Es folgen noch weitere Kapitel, die manche schon angesprochene Themen vertiefen, aber mehr wird hier jetzt nicht verraten, dafür müsst ihr dieses Buch kaufen, was ihr auch tun solltet. Was dem Buch zu wünschen wäre ist ein Verlag und dadurch ein Lektorat das aber nichts am Inhalt ändern sollte denn der ist gut. Das Buch ist eine Empfehlung.

https://www.instagram.com/equiablenetzwerk/

2 Gedanken zu „Elizabeth Horlemann: Bitte nicht jetzt! Eine Rezension“

  1. Herzlichen Dank, Daniel.

    Ich bin tief berührt von deiner ehrlichen, durchdachten und äußerst wertschätzenden Rezension zu meinem Buch „Bitte nicht jetzt! Das Leben mit Ableismus, Rassismus und Trauer“.

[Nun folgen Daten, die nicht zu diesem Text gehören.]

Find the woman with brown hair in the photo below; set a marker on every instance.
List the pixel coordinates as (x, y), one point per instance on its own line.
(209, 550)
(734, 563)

    Deine Worte zeigen, dass du mein Buch nicht nur gelesen, sondern auch auf einer sehr persönlichen und politischen Ebene verstanden hast. Besonders bewegt mich, wie du Schmerz, Strukturkritik und Empowerment gleichermaßen sichtbar machst. Das ist selten und kraftvoll.

    Danke, dass du meine Arbeit öffentlich unterstützt und dich immer wieder dafür einsetzt, dass intersektionale Stimmen insbesondere von BIPOC mit Behinderung gesehen, gehört und ernst genommen werden.

    Dein Feedback bestärkt mich, weiterzuschreiben, weiterzuerzählen und weiter Räume zu schaffen wie EquiAble in denen unsere Geschichten nicht nur Platz finden, sondern im Zentrum stehen.